Superstar



Hey, I see you from afar
You're a living superstar, that's what you are yeah
Hey, I see you from afar
You're a living superstar
You are yeah

Some people living like they won't get very far
Some people living like they're living life on Mars
The naked eye can only see so many stars
Some people living like they're living life on Mars

Hey, I see you from afar
You're a living superstar, that's what you are yeah
Hey, I see you from afar
You're a living superstar
You are yeah

I'd sooner eat the snake than have to eat the sand
The desert wind creates Stone Roses underland

All things shall be revealed, all crazy laws shall be revealed
All things shall be revealed, all crazy laws shall be revealed
All things shall be revealed, all crazy laws shall be revealed
All things shall be revealed, all crazy laws shall be revealed
You're a living superstar (Repeat to fade)


Lyrics by:
Brown / McCracken

Available on:
Whispers (as b side) (4.47)
Bonus track on Japanese edition of Music Of The Spheres

Details:

"The desert wind creates Stone Roses underland..." The Saharan desert rose. "Underneath the desert, the sand is blown by the wind and forms what are called desert stone roses.
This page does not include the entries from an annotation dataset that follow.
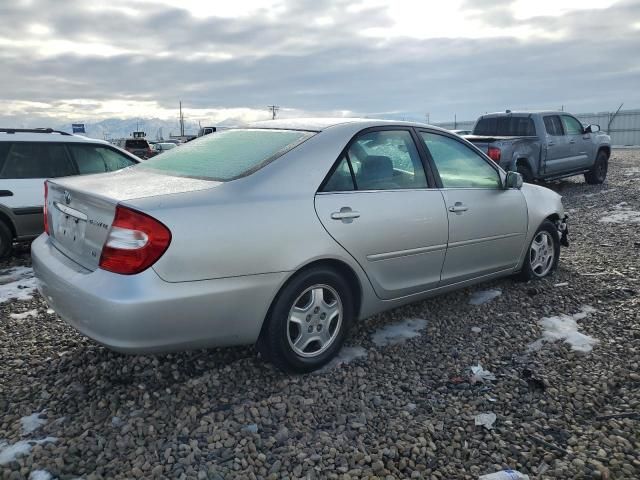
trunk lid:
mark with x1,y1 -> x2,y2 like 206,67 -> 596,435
47,168 -> 220,270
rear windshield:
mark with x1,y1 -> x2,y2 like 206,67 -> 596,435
134,129 -> 314,181
473,115 -> 536,137
125,140 -> 149,148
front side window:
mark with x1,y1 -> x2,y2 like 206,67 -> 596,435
420,132 -> 502,189
139,129 -> 315,181
562,115 -> 582,135
544,115 -> 564,137
0,142 -> 75,178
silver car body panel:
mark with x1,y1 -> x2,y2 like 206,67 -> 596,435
32,120 -> 564,352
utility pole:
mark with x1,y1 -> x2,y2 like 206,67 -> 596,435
267,105 -> 280,120
180,100 -> 184,137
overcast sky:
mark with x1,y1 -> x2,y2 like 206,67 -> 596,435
0,0 -> 640,126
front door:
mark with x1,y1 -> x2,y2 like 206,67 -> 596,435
543,115 -> 573,176
561,115 -> 593,170
315,129 -> 448,299
420,131 -> 528,285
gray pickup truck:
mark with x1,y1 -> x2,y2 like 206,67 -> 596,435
464,110 -> 611,184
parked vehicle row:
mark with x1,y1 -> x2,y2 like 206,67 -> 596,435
0,128 -> 139,258
32,119 -> 567,372
465,110 -> 611,184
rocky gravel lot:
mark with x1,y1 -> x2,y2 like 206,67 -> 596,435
0,150 -> 640,480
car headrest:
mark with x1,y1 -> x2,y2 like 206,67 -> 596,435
362,155 -> 393,181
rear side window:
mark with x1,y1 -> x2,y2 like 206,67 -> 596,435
544,115 -> 564,137
473,115 -> 536,137
125,139 -> 149,150
68,145 -> 135,175
0,142 -> 76,178
135,129 -> 314,181
323,130 -> 427,192
420,132 -> 502,189
562,115 -> 582,135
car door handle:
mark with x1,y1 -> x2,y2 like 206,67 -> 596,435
331,207 -> 360,223
449,202 -> 469,213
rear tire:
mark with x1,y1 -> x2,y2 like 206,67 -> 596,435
584,150 -> 609,185
519,220 -> 560,280
0,220 -> 13,259
258,267 -> 355,373
517,164 -> 534,183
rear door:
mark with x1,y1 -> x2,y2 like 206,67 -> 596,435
541,115 -> 573,176
0,142 -> 76,237
315,127 -> 448,299
561,115 -> 593,170
420,131 -> 528,285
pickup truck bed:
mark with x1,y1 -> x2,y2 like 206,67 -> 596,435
464,112 -> 611,183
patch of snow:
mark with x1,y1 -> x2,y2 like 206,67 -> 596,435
600,202 -> 640,223
9,308 -> 38,320
475,412 -> 498,430
371,318 -> 427,347
0,267 -> 36,303
469,289 -> 502,305
20,412 -> 47,435
29,470 -> 53,480
316,347 -> 367,373
527,305 -> 598,352
470,364 -> 496,383
0,437 -> 58,465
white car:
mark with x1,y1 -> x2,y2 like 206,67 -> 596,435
0,128 -> 140,258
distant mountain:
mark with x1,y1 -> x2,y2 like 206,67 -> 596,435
56,118 -> 205,140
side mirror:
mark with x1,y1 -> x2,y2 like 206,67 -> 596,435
504,172 -> 524,190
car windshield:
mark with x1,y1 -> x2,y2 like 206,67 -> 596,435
125,140 -> 149,148
134,129 -> 314,181
473,116 -> 536,137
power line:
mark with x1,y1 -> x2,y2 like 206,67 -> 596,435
267,105 -> 280,120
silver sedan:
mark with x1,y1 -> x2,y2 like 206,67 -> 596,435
32,119 -> 566,372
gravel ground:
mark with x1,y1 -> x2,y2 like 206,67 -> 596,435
0,150 -> 640,479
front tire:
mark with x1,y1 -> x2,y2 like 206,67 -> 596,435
0,220 -> 13,259
584,150 -> 609,185
520,220 -> 560,280
259,267 -> 355,373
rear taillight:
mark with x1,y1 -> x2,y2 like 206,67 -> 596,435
100,205 -> 171,275
487,147 -> 502,163
42,180 -> 49,235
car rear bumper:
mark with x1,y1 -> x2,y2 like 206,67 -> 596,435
31,234 -> 286,353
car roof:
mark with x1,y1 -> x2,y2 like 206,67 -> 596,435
0,131 -> 109,145
481,110 -> 571,118
246,117 -> 448,132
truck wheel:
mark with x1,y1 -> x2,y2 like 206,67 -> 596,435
0,220 -> 13,258
584,150 -> 609,185
520,220 -> 560,280
517,164 -> 533,183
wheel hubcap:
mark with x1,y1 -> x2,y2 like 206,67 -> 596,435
287,285 -> 342,358
529,231 -> 556,277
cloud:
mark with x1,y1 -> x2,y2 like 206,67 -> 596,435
0,0 -> 640,129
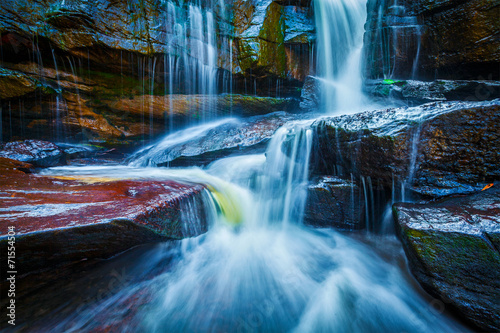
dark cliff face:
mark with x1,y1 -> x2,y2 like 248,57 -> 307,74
365,0 -> 500,80
0,0 -> 314,142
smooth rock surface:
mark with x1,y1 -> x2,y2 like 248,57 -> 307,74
0,158 -> 207,274
364,80 -> 500,105
364,0 -> 500,80
128,112 -> 300,166
394,184 -> 500,331
0,140 -> 65,167
311,100 -> 500,197
304,176 -> 366,230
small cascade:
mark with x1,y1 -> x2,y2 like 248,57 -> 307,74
36,113 -> 468,332
313,0 -> 366,113
257,122 -> 312,225
366,0 -> 422,79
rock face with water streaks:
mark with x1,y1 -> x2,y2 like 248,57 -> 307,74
0,0 -> 314,142
394,187 -> 500,331
304,177 -> 366,230
312,100 -> 500,197
0,140 -> 64,167
129,112 -> 300,166
364,80 -> 500,105
365,0 -> 500,80
0,158 -> 207,274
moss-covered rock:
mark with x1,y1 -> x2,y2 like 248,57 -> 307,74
0,68 -> 55,100
311,100 -> 500,197
365,0 -> 500,80
394,188 -> 500,331
304,177 -> 366,230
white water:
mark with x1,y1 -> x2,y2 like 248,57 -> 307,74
37,123 -> 463,332
22,0 -> 465,332
313,0 -> 368,114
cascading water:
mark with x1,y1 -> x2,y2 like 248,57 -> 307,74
32,123 -> 463,332
313,0 -> 367,114
3,0 -> 465,332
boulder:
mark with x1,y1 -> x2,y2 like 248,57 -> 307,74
304,176 -> 366,230
311,99 -> 500,197
393,184 -> 500,331
0,162 -> 208,274
0,68 -> 53,100
0,140 -> 65,167
234,0 -> 315,81
364,0 -> 500,80
128,112 -> 299,166
364,80 -> 500,105
300,76 -> 322,111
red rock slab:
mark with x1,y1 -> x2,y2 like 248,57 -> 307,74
0,159 -> 206,274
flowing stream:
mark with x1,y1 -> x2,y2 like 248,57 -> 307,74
4,0 -> 465,332
28,121 -> 463,332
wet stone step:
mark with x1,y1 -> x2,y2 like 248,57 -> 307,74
0,158 -> 208,274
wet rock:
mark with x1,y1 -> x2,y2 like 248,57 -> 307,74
129,112 -> 298,166
2,87 -> 297,142
300,76 -> 321,110
394,187 -> 500,331
0,68 -> 54,100
365,0 -> 500,80
0,166 -> 207,274
364,80 -> 500,105
311,100 -> 500,197
235,1 -> 314,81
304,176 -> 366,230
0,140 -> 64,167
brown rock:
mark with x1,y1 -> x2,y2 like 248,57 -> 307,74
0,165 -> 206,274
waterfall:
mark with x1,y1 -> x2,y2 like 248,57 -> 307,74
313,0 -> 366,113
39,122 -> 462,332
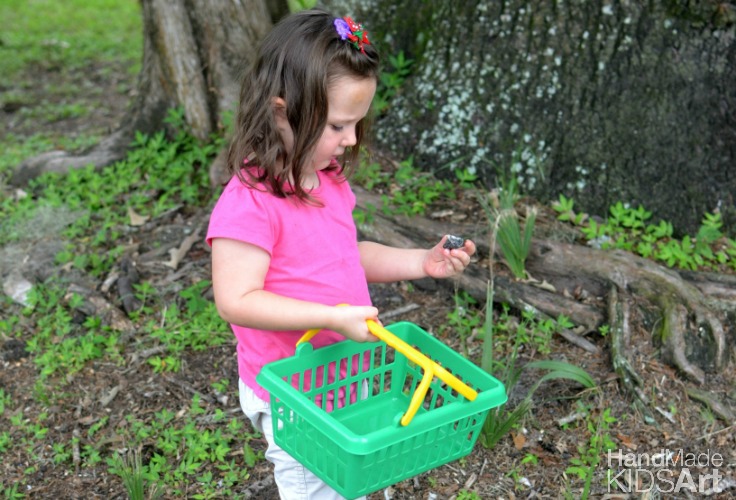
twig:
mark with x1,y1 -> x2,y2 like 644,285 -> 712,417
685,387 -> 736,424
243,476 -> 274,498
697,424 -> 736,441
72,427 -> 82,475
557,411 -> 587,427
381,303 -> 421,320
557,329 -> 601,354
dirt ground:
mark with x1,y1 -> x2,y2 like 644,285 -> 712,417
0,55 -> 736,500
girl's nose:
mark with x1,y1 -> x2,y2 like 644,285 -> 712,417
342,127 -> 358,147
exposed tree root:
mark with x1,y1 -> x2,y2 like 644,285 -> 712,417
530,241 -> 727,378
356,189 -> 736,390
608,286 -> 656,424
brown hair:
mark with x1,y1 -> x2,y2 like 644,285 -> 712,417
228,9 -> 379,200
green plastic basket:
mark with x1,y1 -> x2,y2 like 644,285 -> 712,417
257,322 -> 506,498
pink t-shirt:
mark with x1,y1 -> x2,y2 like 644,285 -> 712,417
207,171 -> 371,400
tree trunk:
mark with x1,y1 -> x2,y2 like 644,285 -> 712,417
11,0 -> 274,185
356,188 -> 736,419
327,0 -> 736,234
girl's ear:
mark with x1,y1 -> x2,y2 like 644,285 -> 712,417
271,97 -> 286,120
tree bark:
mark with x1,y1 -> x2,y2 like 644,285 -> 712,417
11,0 -> 274,185
356,189 -> 736,386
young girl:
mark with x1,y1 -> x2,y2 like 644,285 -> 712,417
207,10 -> 475,499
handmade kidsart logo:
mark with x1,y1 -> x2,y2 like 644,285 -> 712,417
606,449 -> 724,494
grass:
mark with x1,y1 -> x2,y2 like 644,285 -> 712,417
0,0 -> 143,81
0,0 -> 734,499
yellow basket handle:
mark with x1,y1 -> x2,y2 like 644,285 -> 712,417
296,304 -> 478,426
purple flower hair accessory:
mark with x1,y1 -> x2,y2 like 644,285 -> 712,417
334,16 -> 371,54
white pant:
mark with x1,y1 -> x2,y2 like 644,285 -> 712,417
238,379 -> 365,500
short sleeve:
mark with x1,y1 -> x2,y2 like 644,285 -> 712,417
207,176 -> 276,254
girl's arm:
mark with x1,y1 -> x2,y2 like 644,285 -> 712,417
358,236 -> 475,283
212,238 -> 378,342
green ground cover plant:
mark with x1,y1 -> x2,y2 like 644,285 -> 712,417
552,195 -> 736,271
0,0 -> 736,499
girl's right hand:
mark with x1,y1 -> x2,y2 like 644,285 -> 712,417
329,306 -> 380,342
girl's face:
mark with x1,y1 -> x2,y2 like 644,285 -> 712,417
277,76 -> 376,188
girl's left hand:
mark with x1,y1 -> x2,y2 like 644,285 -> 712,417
422,236 -> 475,278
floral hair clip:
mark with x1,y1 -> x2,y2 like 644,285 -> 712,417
334,16 -> 371,54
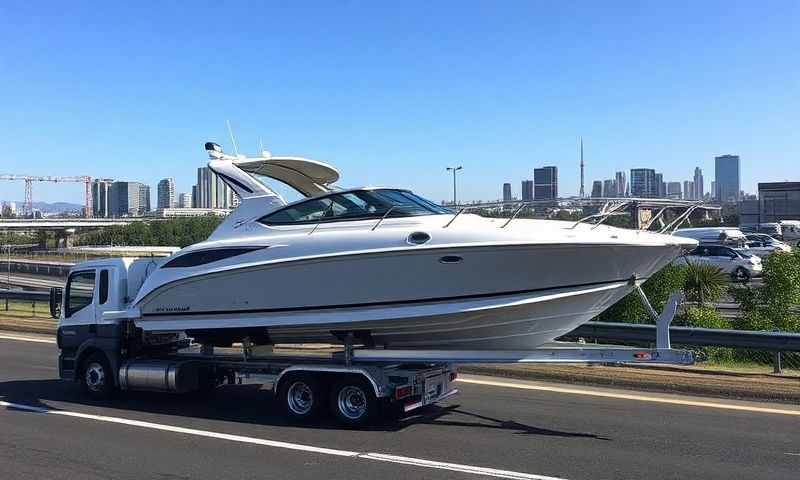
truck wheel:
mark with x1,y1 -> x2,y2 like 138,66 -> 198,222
733,267 -> 750,283
79,352 -> 116,400
278,374 -> 325,421
330,377 -> 380,426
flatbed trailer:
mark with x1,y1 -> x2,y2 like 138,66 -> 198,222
54,295 -> 693,426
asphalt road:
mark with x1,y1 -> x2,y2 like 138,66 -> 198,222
0,338 -> 800,480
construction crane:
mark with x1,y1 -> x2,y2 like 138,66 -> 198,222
0,174 -> 92,217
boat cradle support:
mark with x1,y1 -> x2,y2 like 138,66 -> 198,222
345,284 -> 694,365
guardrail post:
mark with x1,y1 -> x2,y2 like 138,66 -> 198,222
772,350 -> 783,373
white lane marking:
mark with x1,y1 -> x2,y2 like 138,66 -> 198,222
359,453 -> 563,480
0,334 -> 56,343
0,400 -> 565,480
456,378 -> 800,416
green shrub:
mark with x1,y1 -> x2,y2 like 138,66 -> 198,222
683,263 -> 728,306
730,250 -> 800,332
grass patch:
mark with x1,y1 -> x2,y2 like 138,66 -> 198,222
0,299 -> 50,319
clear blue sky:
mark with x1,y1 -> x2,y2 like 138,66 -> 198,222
0,0 -> 800,202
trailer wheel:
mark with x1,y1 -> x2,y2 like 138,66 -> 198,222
79,352 -> 116,400
330,377 -> 380,426
278,374 -> 325,421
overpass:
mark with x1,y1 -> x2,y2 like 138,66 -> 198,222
0,218 -> 139,247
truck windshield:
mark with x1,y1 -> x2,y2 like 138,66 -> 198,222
65,271 -> 94,318
259,189 -> 452,225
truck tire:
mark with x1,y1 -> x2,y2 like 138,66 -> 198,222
330,376 -> 380,427
278,373 -> 325,422
78,352 -> 117,400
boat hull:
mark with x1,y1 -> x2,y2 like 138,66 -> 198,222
137,244 -> 680,350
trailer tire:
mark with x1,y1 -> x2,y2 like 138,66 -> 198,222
78,352 -> 117,400
330,376 -> 380,427
278,373 -> 325,422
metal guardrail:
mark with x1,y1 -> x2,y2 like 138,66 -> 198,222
0,289 -> 50,302
562,322 -> 800,352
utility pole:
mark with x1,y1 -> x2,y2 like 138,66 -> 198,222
447,165 -> 464,207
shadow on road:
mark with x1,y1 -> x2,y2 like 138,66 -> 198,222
0,380 -> 609,440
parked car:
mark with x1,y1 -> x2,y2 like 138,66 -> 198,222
747,233 -> 792,258
739,222 -> 783,239
673,227 -> 747,248
675,245 -> 763,282
781,220 -> 800,247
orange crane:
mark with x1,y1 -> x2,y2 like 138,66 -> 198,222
0,174 -> 92,217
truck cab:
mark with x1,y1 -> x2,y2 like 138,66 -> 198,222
50,258 -> 165,396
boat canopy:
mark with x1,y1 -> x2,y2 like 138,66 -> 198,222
205,142 -> 339,199
233,156 -> 339,196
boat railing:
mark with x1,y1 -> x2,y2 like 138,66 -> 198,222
442,198 -> 721,234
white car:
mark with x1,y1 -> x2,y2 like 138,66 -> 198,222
676,245 -> 763,282
740,233 -> 792,258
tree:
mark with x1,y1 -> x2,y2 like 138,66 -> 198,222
683,263 -> 728,307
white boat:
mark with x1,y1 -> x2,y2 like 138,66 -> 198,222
129,144 -> 697,350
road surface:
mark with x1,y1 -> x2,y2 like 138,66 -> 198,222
0,332 -> 800,480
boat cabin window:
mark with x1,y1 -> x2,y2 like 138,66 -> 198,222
65,271 -> 94,318
259,189 -> 452,225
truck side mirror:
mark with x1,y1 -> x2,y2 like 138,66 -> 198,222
50,287 -> 64,318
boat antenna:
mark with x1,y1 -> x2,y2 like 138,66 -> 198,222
225,120 -> 239,157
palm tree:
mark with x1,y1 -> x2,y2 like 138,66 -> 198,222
683,263 -> 728,306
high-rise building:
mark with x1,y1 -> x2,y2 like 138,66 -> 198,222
693,167 -> 705,200
92,178 -> 111,218
157,178 -> 175,208
192,167 -> 239,208
592,180 -> 603,198
0,202 -> 17,218
683,180 -> 695,200
178,193 -> 194,208
579,137 -> 584,198
615,172 -> 628,197
603,178 -> 617,198
136,183 -> 150,215
533,167 -> 558,200
714,155 -> 741,203
666,182 -> 681,200
756,182 -> 800,223
630,168 -> 660,198
108,182 -> 149,217
522,180 -> 533,202
656,172 -> 667,198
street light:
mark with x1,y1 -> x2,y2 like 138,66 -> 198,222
447,165 -> 464,207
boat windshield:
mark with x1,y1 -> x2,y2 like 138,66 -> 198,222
259,189 -> 453,225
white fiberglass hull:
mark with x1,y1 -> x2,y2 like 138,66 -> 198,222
136,243 -> 682,350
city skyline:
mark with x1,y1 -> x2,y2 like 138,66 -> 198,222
0,1 -> 800,203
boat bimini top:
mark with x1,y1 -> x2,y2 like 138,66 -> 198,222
205,142 -> 339,239
205,142 -> 339,200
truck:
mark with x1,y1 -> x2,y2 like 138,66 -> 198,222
50,258 -> 693,426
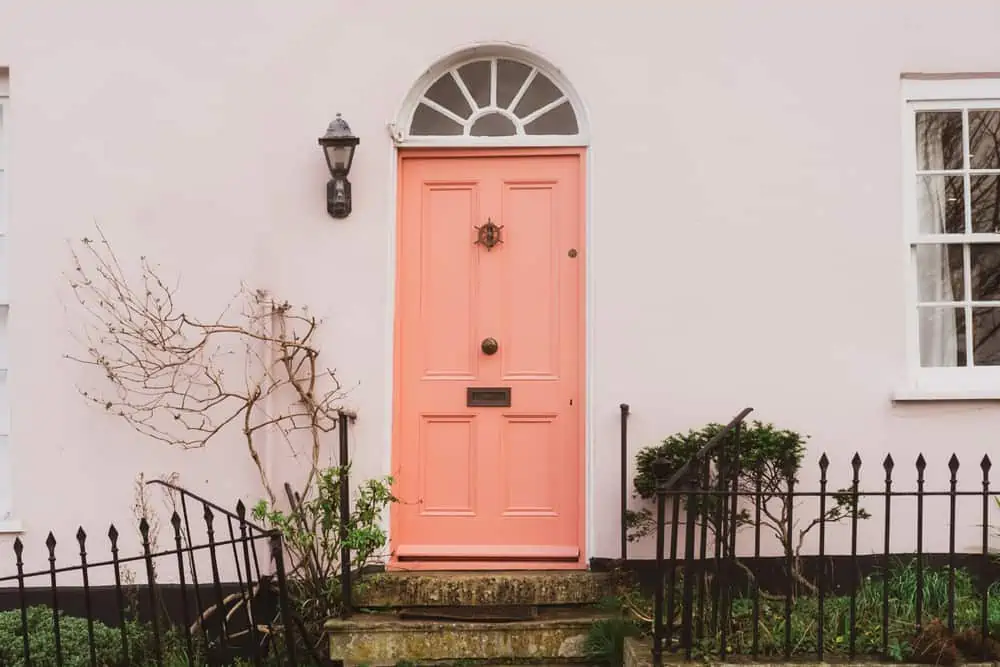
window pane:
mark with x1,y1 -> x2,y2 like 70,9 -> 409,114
458,60 -> 492,108
469,113 -> 517,137
917,176 -> 965,234
917,244 -> 965,303
969,176 -> 1000,234
410,103 -> 464,136
972,308 -> 1000,366
524,101 -> 578,134
919,307 -> 966,368
969,243 -> 1000,301
969,109 -> 1000,169
917,111 -> 962,169
514,74 -> 562,118
424,74 -> 472,118
497,58 -> 531,109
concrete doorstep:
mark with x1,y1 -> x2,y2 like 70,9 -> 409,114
326,610 -> 604,667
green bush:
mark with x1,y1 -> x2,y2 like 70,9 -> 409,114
0,606 -> 121,667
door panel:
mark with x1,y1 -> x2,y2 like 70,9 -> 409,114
392,154 -> 583,568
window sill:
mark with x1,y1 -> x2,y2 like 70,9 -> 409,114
892,387 -> 1000,403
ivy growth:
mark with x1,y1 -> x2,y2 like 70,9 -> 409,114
252,466 -> 396,634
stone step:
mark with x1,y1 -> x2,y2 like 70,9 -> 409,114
353,570 -> 611,609
326,609 -> 606,667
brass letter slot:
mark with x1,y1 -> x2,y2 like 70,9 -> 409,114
465,387 -> 510,408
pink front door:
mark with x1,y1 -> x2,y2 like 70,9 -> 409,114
391,150 -> 584,569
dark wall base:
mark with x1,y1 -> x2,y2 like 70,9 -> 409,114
590,553 -> 1000,595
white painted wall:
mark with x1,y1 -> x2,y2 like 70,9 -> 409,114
0,0 -> 1000,572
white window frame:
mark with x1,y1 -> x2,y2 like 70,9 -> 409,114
893,76 -> 1000,400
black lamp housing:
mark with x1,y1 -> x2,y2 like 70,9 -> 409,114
319,113 -> 361,218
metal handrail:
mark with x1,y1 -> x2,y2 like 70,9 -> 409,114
146,479 -> 273,533
653,408 -> 753,667
653,408 -> 753,491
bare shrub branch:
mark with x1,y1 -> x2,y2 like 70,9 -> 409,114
66,228 -> 344,503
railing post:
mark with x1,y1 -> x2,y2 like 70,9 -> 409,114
652,460 -> 677,667
337,410 -> 354,618
270,531 -> 299,667
675,477 -> 704,660
618,403 -> 628,563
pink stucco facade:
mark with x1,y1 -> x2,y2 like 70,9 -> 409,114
0,0 -> 1000,569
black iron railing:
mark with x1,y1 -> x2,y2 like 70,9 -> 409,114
0,481 -> 314,667
653,420 -> 1000,666
618,403 -> 630,563
337,410 -> 357,618
653,408 -> 753,667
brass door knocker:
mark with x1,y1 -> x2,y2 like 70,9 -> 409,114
475,218 -> 503,252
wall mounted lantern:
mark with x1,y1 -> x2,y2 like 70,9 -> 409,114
319,113 -> 361,218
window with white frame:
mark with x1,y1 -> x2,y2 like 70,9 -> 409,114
904,79 -> 1000,395
0,70 -> 14,520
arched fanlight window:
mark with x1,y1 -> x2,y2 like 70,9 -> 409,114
407,57 -> 581,139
The name was thought up by John Squire." Ian Brown (TOTP Q & A session, 1998). This imagery would resurface on the Ian Brown-penned track, 'Give The Young A Chance', which features on Sami Yusuf's 2010 album, 'Wherever You Are' ("Through the sandstorms where the high wind blows. A desert rose does bloom."). Coincidentally, as well as the band's name originating in sand, so too does the earliest meeting of the band's songwriting partnership - Squire's first recollection of meeting Brown is as toddlers in a sandpit.

This fine bonus track is influenced by the 1998 Pras hit, 'Ghetto Supastar (That Is What You Are)', which featured Ol' Dirty Bastard and Mưa.

 

The chorus of this Pras track is a reworking of 1983's Kenny Rogers and Dolly Parton hit, 'Islands in the Stream', written by the Bee Gees.

This track's buoyant message can perhaps be traced to Ian Brown's meeting with Northern Soul legend Geno Washington, fresh from a gig at Manchester University. Ian held a party for his girlfriend's 21st birthday at their Hulme flat; one of his friends who worked at Salford University was in Geno's road crew, and he invited him to the party. Dexys Midnight Runners had recently reached the Number One spot with 'Geno', their tribute to the singer. Geno told Ian at the party that he was "a star" ("You're a living superstar...") and that he should "be an actor, be a singer." Ian, buoyed by this encounter, took John Squire up on his offer to sing in The Waterfront (Squire had asked Ian to share vocal duties with Kaiser only a few days previous to this encounter with Geno).